Which speakers have rear firing speakers and how do they sound?


Stumbled across a review of the BMC Purevox which has a rear firing woofer and tweeter in addition to front facing ones. 

What other speakers use this same idea?
How do these type of speakers sound?

I'm curious how they'd compare to something like a Martin Logan


cdc2

Showing 4 responses by tomic601

I don’t disagree, the 2nd room, 3rd room, listening room all add.
even in the control room listening in the near field, there is bounce off the board, etc. mastering rooms not usually near field, etc...

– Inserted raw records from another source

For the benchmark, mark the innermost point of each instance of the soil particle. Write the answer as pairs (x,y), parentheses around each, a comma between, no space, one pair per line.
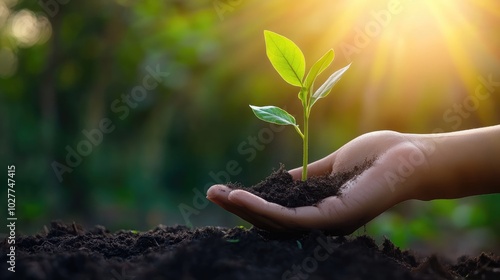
(281,188)
(223,253)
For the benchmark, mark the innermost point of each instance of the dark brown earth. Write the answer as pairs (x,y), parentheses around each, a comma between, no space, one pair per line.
(281,188)
(68,251)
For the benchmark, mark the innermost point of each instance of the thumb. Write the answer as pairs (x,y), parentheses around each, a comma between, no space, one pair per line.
(317,168)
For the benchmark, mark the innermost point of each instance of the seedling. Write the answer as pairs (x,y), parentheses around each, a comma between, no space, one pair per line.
(288,60)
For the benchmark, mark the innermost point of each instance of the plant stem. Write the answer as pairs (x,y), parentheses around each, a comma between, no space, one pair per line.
(305,142)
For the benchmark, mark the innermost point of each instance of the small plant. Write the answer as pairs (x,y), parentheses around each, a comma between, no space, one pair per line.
(288,60)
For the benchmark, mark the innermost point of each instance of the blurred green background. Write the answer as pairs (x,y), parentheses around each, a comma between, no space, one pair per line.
(65,68)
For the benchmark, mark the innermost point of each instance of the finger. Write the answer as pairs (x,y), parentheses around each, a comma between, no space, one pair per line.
(317,168)
(219,195)
(300,218)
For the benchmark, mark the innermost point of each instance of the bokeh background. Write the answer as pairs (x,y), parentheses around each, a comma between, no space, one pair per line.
(65,66)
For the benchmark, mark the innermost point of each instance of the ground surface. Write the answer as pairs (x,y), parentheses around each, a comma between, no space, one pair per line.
(281,188)
(67,251)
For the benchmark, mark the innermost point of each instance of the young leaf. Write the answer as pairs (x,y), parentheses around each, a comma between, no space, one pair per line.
(319,67)
(286,57)
(327,86)
(274,115)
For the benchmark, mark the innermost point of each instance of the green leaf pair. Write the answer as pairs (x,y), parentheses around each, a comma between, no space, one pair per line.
(288,60)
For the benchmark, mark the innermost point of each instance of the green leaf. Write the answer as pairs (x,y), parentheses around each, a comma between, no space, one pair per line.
(286,57)
(318,68)
(274,115)
(327,86)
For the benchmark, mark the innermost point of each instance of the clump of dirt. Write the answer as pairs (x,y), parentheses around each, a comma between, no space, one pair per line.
(281,188)
(69,251)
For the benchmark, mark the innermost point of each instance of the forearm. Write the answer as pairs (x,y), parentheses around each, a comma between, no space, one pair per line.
(461,163)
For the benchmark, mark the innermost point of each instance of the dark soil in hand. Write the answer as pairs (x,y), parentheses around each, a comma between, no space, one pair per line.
(282,189)
(71,252)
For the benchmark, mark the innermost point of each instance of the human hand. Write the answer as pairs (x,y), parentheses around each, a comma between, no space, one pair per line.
(361,199)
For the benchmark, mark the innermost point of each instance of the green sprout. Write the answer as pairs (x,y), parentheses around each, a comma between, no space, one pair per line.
(288,60)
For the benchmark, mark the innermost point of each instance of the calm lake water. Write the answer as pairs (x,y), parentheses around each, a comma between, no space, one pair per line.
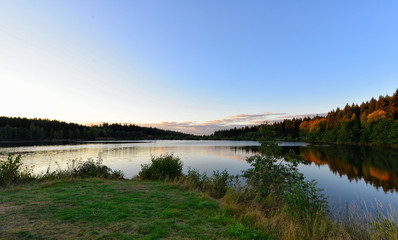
(348,174)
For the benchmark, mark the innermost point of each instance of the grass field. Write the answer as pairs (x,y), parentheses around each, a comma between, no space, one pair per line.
(113,209)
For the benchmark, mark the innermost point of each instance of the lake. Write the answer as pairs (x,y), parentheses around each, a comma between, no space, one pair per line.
(354,175)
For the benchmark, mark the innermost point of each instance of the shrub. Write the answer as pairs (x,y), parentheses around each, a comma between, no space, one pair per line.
(12,171)
(219,183)
(164,166)
(270,176)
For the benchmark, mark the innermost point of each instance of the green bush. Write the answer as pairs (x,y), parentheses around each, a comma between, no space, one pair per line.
(12,171)
(269,176)
(164,166)
(219,183)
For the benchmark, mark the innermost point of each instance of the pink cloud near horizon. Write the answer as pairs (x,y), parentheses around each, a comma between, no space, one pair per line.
(228,122)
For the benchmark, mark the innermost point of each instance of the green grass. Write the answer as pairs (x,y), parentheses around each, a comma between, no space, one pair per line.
(114,209)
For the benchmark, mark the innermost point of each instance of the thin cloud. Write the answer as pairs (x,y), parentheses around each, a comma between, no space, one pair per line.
(208,127)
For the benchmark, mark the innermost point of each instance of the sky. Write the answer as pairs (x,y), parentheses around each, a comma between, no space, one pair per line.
(193,66)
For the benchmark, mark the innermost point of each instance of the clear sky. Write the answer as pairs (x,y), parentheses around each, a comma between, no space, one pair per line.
(193,66)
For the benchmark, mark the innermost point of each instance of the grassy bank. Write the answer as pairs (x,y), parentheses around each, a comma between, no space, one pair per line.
(95,208)
(92,201)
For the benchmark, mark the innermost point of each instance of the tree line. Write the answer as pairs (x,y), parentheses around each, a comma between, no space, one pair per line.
(374,122)
(17,129)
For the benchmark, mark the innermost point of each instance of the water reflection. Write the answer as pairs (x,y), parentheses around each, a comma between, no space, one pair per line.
(376,166)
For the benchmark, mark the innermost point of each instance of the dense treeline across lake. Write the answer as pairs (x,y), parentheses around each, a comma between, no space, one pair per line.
(17,129)
(374,122)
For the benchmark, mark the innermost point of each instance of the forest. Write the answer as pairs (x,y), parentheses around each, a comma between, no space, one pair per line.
(371,122)
(23,129)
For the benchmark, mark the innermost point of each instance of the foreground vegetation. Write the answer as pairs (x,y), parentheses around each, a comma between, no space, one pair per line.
(95,208)
(91,201)
(275,200)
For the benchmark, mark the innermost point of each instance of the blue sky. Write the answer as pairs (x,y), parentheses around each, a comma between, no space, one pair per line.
(193,66)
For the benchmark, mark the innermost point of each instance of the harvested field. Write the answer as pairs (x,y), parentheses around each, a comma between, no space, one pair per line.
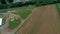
(44,20)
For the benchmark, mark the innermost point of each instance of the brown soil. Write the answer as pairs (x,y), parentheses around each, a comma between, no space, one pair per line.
(44,20)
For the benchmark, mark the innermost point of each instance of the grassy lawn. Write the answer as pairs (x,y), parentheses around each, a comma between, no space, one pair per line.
(25,11)
(58,7)
(13,24)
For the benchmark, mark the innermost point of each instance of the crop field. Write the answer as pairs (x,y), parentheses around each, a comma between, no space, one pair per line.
(44,20)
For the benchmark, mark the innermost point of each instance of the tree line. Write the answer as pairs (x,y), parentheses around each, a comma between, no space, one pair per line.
(5,4)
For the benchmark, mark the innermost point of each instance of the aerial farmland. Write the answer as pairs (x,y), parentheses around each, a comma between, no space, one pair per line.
(29,17)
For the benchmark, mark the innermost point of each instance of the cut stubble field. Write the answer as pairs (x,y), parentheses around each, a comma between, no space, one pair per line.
(44,20)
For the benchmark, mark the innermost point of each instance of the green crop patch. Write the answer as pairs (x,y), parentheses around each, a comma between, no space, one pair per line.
(58,7)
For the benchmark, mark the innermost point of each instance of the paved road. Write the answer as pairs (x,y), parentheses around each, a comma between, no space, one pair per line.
(45,20)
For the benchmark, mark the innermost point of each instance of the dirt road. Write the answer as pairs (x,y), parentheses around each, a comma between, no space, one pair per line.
(44,20)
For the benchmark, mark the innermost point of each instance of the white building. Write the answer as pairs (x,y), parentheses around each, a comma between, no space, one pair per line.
(0,21)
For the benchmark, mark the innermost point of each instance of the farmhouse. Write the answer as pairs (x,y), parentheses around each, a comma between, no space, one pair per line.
(0,21)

I did some experiments with trying to replicate ratios along the chain, for example if the stereo pair was 9’ in the air and 7’ from small chorale and ... x you get the idea ( but the math is complex and results indeterminate, but think this is but one reason why stereo images vary in realism so much

happy listening 
I should clarify, a 2L “ the Nordic sound “ recording, but substitute in any good hall ambience / instrument balance recording, of which there are multitudes...
Duke...nicely thought out BUT in the case of an acoustic event recording in the space a nicely placed microphone captures first arrival and subsequent arrivals, that information IS encoded in the wave form over long periods of time, well past first arrival.  So if the bounce is already in the waveform, why add another off the back wall ? I have in 3 rooms now tested the rear tweeter on the Vandy 5a, while I dont generallt prefer it, there are some combinations of room / recording where it sounds better. In general overdamped rooms and IMo over mic’d DG recordings. In those rooms a 2 L suffers w rear tweeter on. Just my buck fifty, but this is psycho acoustics at it’s best, imo

best and again congrats on the Subwoofer award, cool
The Vandersteen 5a, 7 include a switchable rear firing tweeter w level control for over damped rooms and  recordings lacking much ambient hall / venue information. In this time and phase accurate design, the rear firing tweeter is 100% distortion, but in some cases pleasing.